- Choreographer: Hans van Manen
- Music: Ludwig van Beethoven
- Premiere: 4 October 1973 Stadsschouwburg
- Original ballet company: Dutch National Ballet
- Design: Jean-Paul Vroom

= Adagio Hammerklavier =

Ballet choreographed by Hans van Manen

Adagio Hammerklavier is a ballet choreographed by Hans van Manen to the Adagio from Beethoven's Piano Sonata No. 29, Hammerklavier. The ballet is plotless and danced by three couples. Van Manen made Adagio Hammerklavier for the Dutch National Ballet, and it premiered on 4 October 1973, at the Stadsschouwburg, Amsterdam.

==Production==
Van Manen decided to choreograph a new ballet on six Dutch National Ballet dancers, Monique Sand, Sonja Marchiolli, Alexandra Radius, Henry Jurriëns, Francis Sinceretti, Han Ebbelaar, when the company was rehearsing Swan Lake. Though the six were also set to dance in Swan Lake, the rehearsal schedule made them available at the same time while the rest of the company were working on the production.
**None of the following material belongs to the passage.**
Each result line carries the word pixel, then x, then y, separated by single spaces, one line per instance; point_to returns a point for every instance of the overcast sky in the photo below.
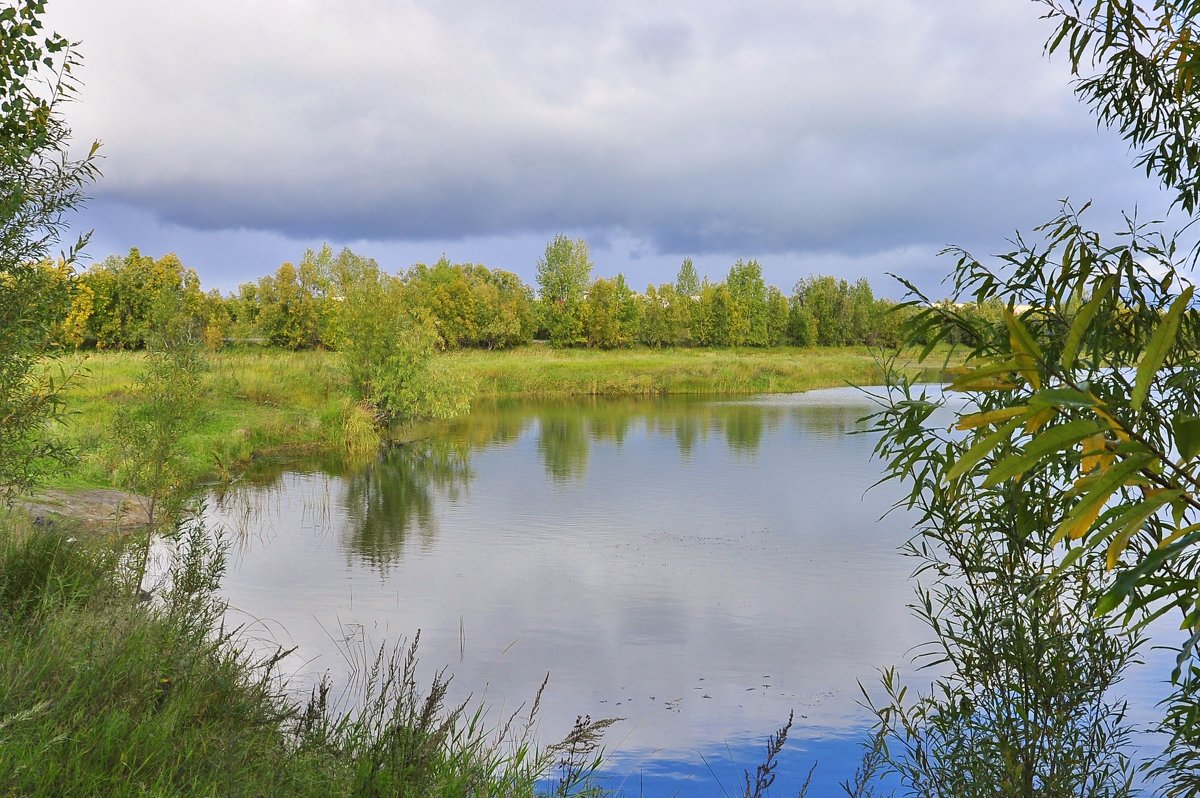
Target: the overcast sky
pixel 852 138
Van Manen set the ballet to the Adagio, the third movement from Beethoven's Piano Sonata No. 29, Hammerklavier. He was inspired by Christoph Eschenbach's recording of the music, which was played at an exceptionally slow tempo. Van Manen explained, "I thought adagio. You hardly ever see adagio; you see slow motion, but that's different. That's based on total balance. I always think of adagio as a wheel that you push – and that moment where the wheel is still moving, just before it falls."

The costumes and set were designed by Jean-Paul Vroom, with the women in pale blue chiffon dresses, and the men in white tights, bare-chested and wearing necklaces. The decor features a white curtain at the back of the stage.

==Choreography==
Dance critic Zoë Anderson wrote, "Like many of van Manen's works, Adagio Hammerklavier is a plotless work with a strong edge of sexual drama." She noted although the ballet was created in a time when choreographers were experimenting with complex lifts, in Adagio Hammerklavier, women are "curling and drooping to the floor." She added that in other parts of the ballet, "couples move in unison... With unexpected assertiveness walks will turn unto stamps. The dancing is understated, gaining drama from small turns of the head or changes of pose, small details that break the line of the choreography."

==Performances==
Adagio Hammerklavier premiered on 4 October 1973, at the Stadsschouwburg, Amsterdam.

Other ballet companies performing Adagio Hammerklavier include the Royal Ballet in London, Houston Ballet, Berlin Opera Ballet, Mariinsky Ballet, English National Ballet, Stuttgart Ballet, La Scala Theatre Ballet, Pennsylvania Ballet and Northern Ballet.